Furthermore, the simulation results showed that the ridge method slightly enhanced incremental predictive validity compared to the OLS and SIMEX in small samples. In other words, the results showed that the way the weights of the prediction rule are estimated does matter. This finding is in contrast with the suggestion in Wainer (1976) to standardize predictors and use unit weights, but in line with Sackett et al. (2017) who showed that unit weighting in combination with standardization is not recommended for estimating incremental predictive validity.

In large samples, the assessed incremental predictive validity was the same for ridge and OLS rules. A plausible explanation for this finding may lie in the ratio between sample size (N) and the number of predictors (P). Although using biased estimates in prediction rules has been noted to be beneficial in multiple regression (Darlington 1978), as N/P increases, the penalty parameter \(\gamma\) may approach zero. As a consequence, the rules obtained from the ridge method become equivalent to the rules from OLS (McNeish 2015). This is also a plausible explanation for finding equal estimates of the incremental predictive validity using the OLS and ridge method in the application example.

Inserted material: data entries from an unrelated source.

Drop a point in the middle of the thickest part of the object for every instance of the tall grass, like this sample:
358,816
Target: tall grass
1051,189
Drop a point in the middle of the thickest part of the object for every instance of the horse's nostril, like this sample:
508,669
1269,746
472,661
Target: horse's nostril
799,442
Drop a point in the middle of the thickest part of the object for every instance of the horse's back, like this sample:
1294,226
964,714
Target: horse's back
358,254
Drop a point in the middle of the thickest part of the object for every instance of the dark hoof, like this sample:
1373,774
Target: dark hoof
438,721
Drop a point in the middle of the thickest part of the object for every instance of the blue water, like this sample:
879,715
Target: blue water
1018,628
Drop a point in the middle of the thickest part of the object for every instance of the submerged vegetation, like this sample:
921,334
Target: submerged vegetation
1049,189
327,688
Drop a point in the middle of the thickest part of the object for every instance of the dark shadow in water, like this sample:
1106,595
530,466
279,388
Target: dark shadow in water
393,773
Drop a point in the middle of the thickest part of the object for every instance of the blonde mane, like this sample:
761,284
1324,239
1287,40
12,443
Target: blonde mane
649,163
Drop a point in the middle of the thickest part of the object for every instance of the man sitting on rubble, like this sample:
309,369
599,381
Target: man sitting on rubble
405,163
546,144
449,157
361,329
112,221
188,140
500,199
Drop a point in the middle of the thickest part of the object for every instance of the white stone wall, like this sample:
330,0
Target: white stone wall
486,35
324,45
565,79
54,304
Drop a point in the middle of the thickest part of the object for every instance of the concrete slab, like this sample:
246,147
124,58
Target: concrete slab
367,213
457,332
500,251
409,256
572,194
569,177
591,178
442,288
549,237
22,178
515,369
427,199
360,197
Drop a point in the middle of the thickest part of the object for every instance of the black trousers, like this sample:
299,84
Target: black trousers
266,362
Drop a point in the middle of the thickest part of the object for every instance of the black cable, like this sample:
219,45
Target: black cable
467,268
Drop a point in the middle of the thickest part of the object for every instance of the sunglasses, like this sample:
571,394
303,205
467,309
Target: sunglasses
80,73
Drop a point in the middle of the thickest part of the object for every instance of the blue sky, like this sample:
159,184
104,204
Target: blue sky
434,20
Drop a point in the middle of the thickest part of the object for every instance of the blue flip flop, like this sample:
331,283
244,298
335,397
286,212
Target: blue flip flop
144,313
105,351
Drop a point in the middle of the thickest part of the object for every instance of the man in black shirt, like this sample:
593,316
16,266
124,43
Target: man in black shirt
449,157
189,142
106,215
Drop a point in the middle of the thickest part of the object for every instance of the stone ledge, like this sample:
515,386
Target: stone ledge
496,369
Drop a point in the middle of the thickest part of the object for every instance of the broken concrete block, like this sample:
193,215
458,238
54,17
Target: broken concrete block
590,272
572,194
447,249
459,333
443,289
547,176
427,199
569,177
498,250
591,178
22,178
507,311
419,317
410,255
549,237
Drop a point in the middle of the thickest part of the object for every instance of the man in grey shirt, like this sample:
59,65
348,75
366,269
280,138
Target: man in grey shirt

In the application example, we showed how to assess incremental predictive validity using the out-of-sample approach. Therefore, we tested the incremental predictive validity of three new student selection tests. In a classical approach, one showed incremental predictive validity, for another test (ENGLISH), there was no evidence of incremental predictive validity, and for the third test (MATH), there is small evidence of incremental predictive validity (i.e., a marginally significant effect). In the out-of-sample approach, only the PSYCHOLOGY test showed incremental predictive validity. However, if we were to use this test, the predictions of academic achievement would only be 0.031 points better. Conceptually, by finding the decrease in prediction error alone one could confirm the decision to utilize the test for selection in addition to high-school grades. This does not imply that we should refrain from assessing other factors that might contribute to test utility (Hunsley and Meyer 2003). The decision to include the trial studying test in the selection procedure requires a balancing act across a variety of factors. For example, the institute should rate the improvement of 0.031 points in the prediction of academic achievement against the labor costs of test maintenance, incurred cost of administering the test, and the effort of the applicants or test takers.

In short, we argued that incremental predictive validity should also be assessed from an out-of-sample perspective. Such a perspective protects against overfitting and provides more detail in what we actually gain (0.031 points versus 6% extra explained variance). Especially for smaller samples, the out-of-sample approach seems valuable. Furthermore, we investigated the link between the reliability of the baseline and the target test to incremental predictive validity and found that this link is the same irrespective of the within- or out-of-sample approach to assess incremental predictive validity.